The Origin of the Orchestrator

Neil Fasen
Orchestrator’s Delight
4 min readJul 10, 2017

Everyone knew there was a problem. It wasn’t going to work. We weren’t going to make it. Everything was wrong and broken and late and incompatible. Everyone hated each other. Meetings were terrifying argument-fests where nothing really got decided. The program was hemorrhaging money. Darkness was enveloping the entire Earth. All over the universe, angels were losing their wings.

But we knew that there was another way. We knew that if were able to combine all of the skills we needed onto a small team rather than spread them out across separate groups, things could move faster. We believed that the people closest to the work had the deepest understanding of both what’s feasible and what’s possible. They should have a larger voice. We were pretty sure that many if not all of our assumptions about the project were wrong, so we’d need to learn fast and change course rapidly.

We knew all of this, but not everyone knew all of this. In fact most did not know any of this, and they didn’t want to hear about it.

This is the conundrum that Alan Wizemann, my boss at the time, and I were grappling with about five years ago as we sat in a small bar in downtown Minneapolis, lubricating our anxiety with bourbon and locally-brewed IPAs. After we’d consumed enough alcohol to achieve enlightenment, our two key challenges became clear. We had to help these people join the rest of the 21st century and abandon their ineffective old-school operating model. After that, we’d have to keep them from falling back into their familiar and dysfunctional ways. Like how an AA sponsor keeps an alcoholic on track, we’d need to be their “Agile Anonymous” sponsor. Teaching a man how to fish is great, but once you get him fishing you need to duct tape that damn fishing rod to his hand and keep him fishing just to make sure he doesn’t eventually give up and go to McDonald’s.

Alan came from the start-up world and had already achieved success creating software and leading product teams. He got his thrills racing cars and biking down mountains. Now, as a consultant for a large retail corporation, he was facing antiquated ways of thinking and working, which were the opposite of his fast-paced life. This company was moving at the pace of an ocean liner being pulled through the mud by a team of narcoleptic snails.

I too was a blend of many things that didn’t fit naturally into the corporate environment: a failed artist, a broken skateboarding enthusiast, and a rock n’ roll hobbyist. After a bizarre series of events and questionable life choices, I found myself in a corporate job where my weird brand of creativity and recklessness kept me continuously bouncing into the newest and most ambiguous spaces. My reputation had landed me on that company’s first mobile team years prior, where I’d learned about agile and product management.

Like a young and naïve Luke Skywalker, I was quickly seduced by Agile’s seemingly magical and deceptively simple ways. I sought to master it for the good of the galaxy.

It didn’t take too many drinks for us to realize that we knew what needed to happen. A product model following agile practices was the only path to salvation. With his experience and savvy, Alan was well-positioned to sell it to the muckie-mucks in charge. My time applying and managing agile practices on mobile teams made me the right person to take on the challenge of setting up and orchestrating the new way we’d be working.

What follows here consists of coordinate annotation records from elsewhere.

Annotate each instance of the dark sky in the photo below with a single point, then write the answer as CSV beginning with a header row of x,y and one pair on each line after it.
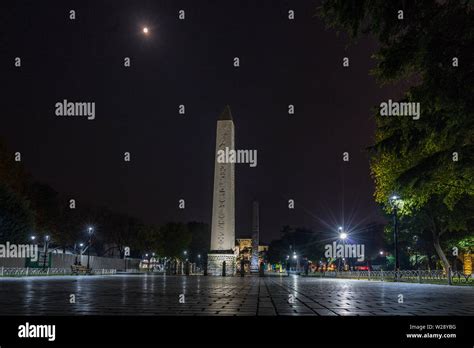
x,y
191,62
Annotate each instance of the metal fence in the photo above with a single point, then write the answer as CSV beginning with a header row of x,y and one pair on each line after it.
x,y
26,271
418,275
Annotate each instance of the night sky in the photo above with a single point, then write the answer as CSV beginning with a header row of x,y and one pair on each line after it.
x,y
190,62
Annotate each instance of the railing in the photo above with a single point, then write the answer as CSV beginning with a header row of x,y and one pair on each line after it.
x,y
419,275
25,272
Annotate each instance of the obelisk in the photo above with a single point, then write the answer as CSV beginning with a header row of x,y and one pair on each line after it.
x,y
255,238
221,257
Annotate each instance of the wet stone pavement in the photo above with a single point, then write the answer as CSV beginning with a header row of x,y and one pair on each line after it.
x,y
249,296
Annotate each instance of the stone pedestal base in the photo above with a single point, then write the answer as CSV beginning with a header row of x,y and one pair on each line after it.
x,y
215,263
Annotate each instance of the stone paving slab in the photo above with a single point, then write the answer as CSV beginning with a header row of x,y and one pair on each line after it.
x,y
248,296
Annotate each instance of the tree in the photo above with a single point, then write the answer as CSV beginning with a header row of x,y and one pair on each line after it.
x,y
428,161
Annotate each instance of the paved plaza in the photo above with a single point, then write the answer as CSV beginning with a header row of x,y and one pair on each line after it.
x,y
249,296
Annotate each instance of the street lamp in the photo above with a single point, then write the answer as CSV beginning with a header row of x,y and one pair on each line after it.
x,y
91,231
393,202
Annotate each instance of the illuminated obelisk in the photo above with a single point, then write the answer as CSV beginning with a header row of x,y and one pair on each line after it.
x,y
221,257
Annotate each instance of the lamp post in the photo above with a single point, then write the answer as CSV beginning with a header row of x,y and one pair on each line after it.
x,y
90,230
393,201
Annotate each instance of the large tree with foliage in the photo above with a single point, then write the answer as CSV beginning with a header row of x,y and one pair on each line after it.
x,y
429,161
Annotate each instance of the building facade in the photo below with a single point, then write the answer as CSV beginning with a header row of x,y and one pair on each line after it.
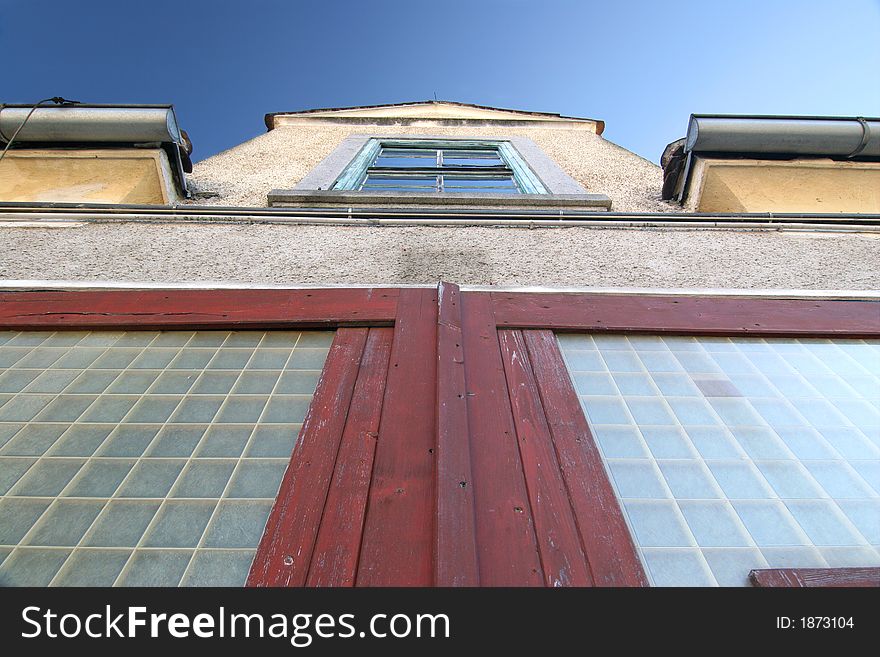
x,y
438,344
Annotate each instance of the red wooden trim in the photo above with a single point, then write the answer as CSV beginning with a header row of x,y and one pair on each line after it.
x,y
606,539
455,541
559,543
399,529
506,541
687,315
285,550
209,309
816,577
334,562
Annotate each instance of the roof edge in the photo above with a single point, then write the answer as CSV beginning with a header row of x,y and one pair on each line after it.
x,y
269,118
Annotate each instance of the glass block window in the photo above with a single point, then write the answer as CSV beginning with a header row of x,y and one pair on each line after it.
x,y
729,455
395,166
145,458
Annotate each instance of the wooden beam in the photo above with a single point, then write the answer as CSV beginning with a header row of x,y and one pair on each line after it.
x,y
506,541
285,551
816,577
197,309
455,541
604,534
562,556
687,315
398,538
337,548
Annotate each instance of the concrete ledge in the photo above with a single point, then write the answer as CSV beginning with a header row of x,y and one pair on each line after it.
x,y
308,197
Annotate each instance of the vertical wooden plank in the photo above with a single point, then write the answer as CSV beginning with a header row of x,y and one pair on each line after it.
x,y
285,550
606,539
455,547
506,542
397,547
334,562
558,538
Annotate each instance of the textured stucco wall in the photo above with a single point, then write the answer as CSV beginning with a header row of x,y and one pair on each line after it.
x,y
279,159
324,255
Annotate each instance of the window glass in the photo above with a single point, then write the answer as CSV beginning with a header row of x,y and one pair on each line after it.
x,y
145,458
482,169
732,454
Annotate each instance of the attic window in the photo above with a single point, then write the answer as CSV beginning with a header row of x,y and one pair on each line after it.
x,y
401,166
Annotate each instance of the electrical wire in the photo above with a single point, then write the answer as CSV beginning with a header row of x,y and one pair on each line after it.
x,y
58,100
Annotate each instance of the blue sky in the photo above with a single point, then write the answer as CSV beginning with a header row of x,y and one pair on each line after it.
x,y
642,66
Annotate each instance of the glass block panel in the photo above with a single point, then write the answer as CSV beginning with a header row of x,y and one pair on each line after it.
x,y
145,458
730,454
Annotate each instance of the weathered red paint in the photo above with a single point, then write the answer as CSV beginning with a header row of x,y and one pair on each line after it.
x,y
337,549
604,535
455,541
507,546
205,309
397,543
816,577
687,315
559,545
285,551
446,451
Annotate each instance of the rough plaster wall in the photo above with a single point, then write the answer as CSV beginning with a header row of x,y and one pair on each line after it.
x,y
243,175
325,255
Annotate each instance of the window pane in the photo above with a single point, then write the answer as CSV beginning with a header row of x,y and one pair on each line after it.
x,y
409,152
405,162
456,181
378,180
468,153
138,474
733,454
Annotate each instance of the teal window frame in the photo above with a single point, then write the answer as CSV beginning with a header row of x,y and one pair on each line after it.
x,y
353,176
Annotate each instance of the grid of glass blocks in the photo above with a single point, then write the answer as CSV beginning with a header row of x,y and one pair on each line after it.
x,y
732,454
145,458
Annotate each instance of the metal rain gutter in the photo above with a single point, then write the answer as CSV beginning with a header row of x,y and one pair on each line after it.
x,y
85,124
835,137
11,213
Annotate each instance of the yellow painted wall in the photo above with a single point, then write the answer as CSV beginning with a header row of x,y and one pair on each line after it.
x,y
130,176
821,186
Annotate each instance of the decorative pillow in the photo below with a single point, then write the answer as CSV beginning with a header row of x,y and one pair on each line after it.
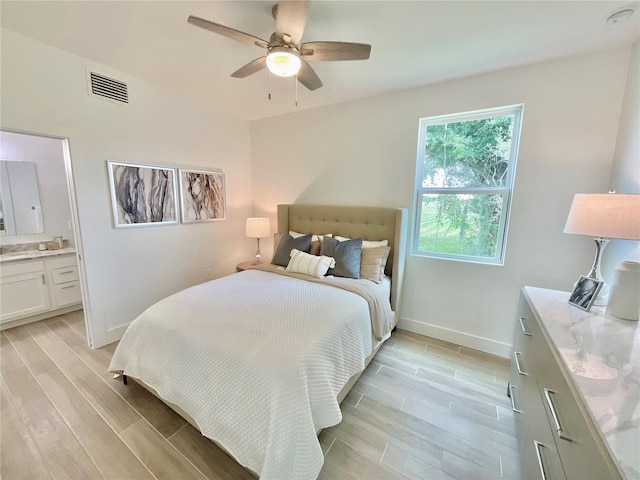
x,y
366,243
346,254
316,238
313,265
372,263
315,241
288,243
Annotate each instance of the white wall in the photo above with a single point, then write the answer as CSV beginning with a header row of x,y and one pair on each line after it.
x,y
364,153
44,90
625,174
48,156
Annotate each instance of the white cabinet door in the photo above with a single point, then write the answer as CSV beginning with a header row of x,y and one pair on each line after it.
x,y
23,295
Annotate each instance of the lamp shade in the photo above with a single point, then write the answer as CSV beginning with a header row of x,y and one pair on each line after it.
x,y
258,227
608,215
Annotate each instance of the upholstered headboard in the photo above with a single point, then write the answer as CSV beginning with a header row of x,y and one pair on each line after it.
x,y
370,223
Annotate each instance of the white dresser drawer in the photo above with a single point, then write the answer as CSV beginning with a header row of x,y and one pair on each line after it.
x,y
64,275
21,266
67,293
60,261
571,427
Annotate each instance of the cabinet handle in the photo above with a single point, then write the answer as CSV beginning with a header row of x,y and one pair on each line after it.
x,y
515,357
513,402
537,446
524,330
558,427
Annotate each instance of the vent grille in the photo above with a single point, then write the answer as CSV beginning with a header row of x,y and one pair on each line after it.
x,y
108,88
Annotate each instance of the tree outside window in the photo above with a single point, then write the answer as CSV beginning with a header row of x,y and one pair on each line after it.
x,y
465,173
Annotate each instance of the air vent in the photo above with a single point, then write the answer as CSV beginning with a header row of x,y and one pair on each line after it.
x,y
108,88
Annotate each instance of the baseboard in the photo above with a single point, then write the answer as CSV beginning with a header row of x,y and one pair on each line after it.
x,y
459,338
112,335
40,316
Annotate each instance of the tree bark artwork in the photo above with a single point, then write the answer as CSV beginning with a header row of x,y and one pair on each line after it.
x,y
202,195
142,194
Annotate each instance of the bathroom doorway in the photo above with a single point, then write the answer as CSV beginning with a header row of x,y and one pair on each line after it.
x,y
39,232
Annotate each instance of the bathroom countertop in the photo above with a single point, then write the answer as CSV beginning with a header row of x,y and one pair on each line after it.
x,y
29,254
601,354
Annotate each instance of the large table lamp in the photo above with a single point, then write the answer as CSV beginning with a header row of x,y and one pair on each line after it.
x,y
258,228
604,217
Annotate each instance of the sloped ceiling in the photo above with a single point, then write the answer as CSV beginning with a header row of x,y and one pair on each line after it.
x,y
413,43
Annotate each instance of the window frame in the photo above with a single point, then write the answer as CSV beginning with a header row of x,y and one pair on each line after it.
x,y
505,191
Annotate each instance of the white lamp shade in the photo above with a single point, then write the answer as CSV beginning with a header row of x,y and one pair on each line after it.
x,y
258,227
608,215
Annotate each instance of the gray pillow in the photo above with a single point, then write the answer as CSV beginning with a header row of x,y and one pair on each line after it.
x,y
288,243
347,256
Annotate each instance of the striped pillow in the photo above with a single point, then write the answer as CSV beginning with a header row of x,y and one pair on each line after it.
x,y
313,265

Now the only question was what to call it? I couldn’t use the title Scrum Master, even though it sounds like a sweet Star Wars character from Luke’s home planet of Tatooine. That name was too directly tied to the practice of Scrum, and we weren’t selling a process, damn it! We were trying to change a way of life! The term Agile Coach was closer but still not quite right. Clearly agile coaching would be a critical component of this new discipline, but this role would require more than just teaching. In order to truly be the “duct tape,” I’d need to be the sticky goo that held everyone together, which meant actually working as part of the team.

“You’d effectively be the Orchestrator,” Alan said nonchalantly holding a now empty glass. At that exact moment the sky opened up and a bright beam of light illuminated us as a chrous of angelic voices sang in unison. At least that’s how I remember it. In reality we probably just nodded and got the check. Nevertheless, as unceremonious as that moment may have actually been, it was a turning point for me and my career. The Orchestrator was officially born.

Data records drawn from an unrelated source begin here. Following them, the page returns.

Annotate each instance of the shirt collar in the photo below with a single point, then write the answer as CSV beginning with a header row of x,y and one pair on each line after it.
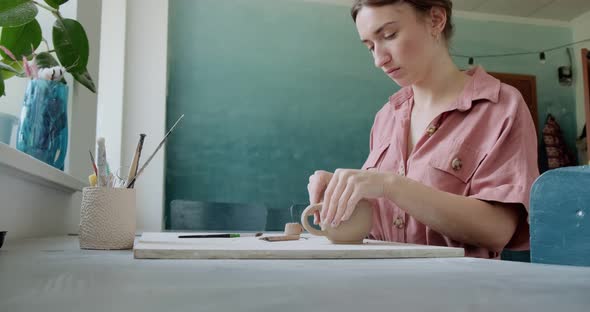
x,y
481,86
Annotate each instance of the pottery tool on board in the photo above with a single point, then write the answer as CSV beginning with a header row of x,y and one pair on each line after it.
x,y
227,235
292,232
101,162
135,162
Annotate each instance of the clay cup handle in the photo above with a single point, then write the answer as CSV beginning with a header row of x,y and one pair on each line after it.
x,y
308,212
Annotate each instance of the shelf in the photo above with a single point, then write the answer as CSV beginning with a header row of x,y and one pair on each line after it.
x,y
22,165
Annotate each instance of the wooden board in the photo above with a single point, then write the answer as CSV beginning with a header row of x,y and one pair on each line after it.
x,y
168,246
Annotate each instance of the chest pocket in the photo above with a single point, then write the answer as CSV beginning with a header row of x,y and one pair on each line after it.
x,y
375,157
458,160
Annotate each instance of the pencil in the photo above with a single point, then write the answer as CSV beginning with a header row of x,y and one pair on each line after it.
x,y
225,235
209,236
93,164
134,164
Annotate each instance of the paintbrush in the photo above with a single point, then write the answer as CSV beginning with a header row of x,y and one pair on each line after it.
x,y
132,182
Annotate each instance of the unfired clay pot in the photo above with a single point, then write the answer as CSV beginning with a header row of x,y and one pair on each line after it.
x,y
352,231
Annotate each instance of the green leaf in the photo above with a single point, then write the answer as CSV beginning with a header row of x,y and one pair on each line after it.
x,y
71,44
9,68
21,40
85,79
55,3
8,73
16,12
45,60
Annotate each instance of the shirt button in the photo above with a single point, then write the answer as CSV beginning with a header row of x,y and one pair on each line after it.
x,y
431,130
398,222
456,164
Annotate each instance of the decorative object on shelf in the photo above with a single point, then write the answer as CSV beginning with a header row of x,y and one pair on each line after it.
x,y
43,131
7,124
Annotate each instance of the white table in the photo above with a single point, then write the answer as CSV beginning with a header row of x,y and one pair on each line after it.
x,y
53,274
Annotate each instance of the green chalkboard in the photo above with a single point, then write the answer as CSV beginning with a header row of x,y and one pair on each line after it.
x,y
271,91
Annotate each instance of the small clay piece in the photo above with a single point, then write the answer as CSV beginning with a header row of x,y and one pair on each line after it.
x,y
292,231
352,231
293,228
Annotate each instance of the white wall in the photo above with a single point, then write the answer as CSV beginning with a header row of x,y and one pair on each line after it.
x,y
30,209
133,98
581,31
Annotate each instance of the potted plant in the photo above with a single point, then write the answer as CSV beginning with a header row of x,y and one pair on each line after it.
x,y
43,131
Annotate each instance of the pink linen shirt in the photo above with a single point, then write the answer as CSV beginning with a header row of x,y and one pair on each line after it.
x,y
483,146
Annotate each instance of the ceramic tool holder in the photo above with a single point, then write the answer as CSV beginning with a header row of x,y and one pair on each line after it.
x,y
107,218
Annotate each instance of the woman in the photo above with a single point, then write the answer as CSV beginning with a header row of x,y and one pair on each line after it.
x,y
453,154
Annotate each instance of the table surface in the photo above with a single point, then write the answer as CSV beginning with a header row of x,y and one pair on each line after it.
x,y
54,274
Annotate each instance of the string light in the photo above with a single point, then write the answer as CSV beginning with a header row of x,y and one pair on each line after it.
x,y
541,54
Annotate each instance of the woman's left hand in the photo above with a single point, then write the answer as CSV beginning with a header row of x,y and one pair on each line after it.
x,y
346,188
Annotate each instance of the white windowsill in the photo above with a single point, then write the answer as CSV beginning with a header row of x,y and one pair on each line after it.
x,y
22,165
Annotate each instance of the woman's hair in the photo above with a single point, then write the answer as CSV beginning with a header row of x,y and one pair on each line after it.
x,y
421,6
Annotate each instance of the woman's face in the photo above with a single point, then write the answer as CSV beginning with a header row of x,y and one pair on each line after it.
x,y
400,41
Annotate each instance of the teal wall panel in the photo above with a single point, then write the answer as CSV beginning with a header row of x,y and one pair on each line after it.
x,y
273,90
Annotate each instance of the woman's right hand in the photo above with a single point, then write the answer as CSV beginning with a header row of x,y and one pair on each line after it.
x,y
318,182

Now a few years have passed, and I’ve managed to assemble a small band of fellow Orchestrators. Together we’ve spread our approach of pragmatic agility across our company’s entire digital organization.

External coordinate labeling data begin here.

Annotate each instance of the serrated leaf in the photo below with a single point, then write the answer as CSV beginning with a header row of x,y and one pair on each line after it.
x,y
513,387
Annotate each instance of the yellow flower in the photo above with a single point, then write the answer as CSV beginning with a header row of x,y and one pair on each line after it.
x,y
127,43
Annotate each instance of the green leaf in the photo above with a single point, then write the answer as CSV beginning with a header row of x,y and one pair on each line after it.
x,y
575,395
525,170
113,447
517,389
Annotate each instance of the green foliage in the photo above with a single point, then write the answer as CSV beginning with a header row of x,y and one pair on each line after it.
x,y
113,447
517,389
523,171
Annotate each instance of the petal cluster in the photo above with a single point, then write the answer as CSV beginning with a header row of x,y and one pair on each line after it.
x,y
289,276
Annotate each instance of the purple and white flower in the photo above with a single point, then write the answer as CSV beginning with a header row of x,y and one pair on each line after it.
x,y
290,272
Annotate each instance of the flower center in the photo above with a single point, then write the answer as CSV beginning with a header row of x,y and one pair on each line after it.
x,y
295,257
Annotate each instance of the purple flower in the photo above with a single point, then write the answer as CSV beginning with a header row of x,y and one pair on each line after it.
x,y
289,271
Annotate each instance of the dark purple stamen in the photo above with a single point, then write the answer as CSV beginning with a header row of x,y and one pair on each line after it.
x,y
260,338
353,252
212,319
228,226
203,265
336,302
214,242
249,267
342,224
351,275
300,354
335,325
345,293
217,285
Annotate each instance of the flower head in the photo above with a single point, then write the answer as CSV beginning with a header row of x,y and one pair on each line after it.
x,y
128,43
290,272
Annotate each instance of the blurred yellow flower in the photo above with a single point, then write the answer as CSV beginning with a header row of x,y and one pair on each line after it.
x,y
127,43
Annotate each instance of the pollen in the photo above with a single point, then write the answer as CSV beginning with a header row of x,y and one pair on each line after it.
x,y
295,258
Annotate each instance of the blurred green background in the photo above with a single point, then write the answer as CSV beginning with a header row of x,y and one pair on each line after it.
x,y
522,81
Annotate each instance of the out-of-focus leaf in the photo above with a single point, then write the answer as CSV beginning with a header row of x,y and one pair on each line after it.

Looking back at it all, I can’t help but to ask myself: are we truly the noble “Agile Anonymous” sponsors we had aspired to be? Have we shared our experiences with empathy? Guided our friends back to the path of enlightenment, health, and prosperity? Or are we the duct tape wrapped tightly around the fisherman’s hand? I’d like to think that perhaps we are a little bit of both.

My team’s approach continues to evolve. Corporate life keeps us on our toes and transforming culture. “Orchestrator’s Delight” tells our story. We’ll share what we’ve learned along the way. Because, in the end, is it really that bad to be duct tape?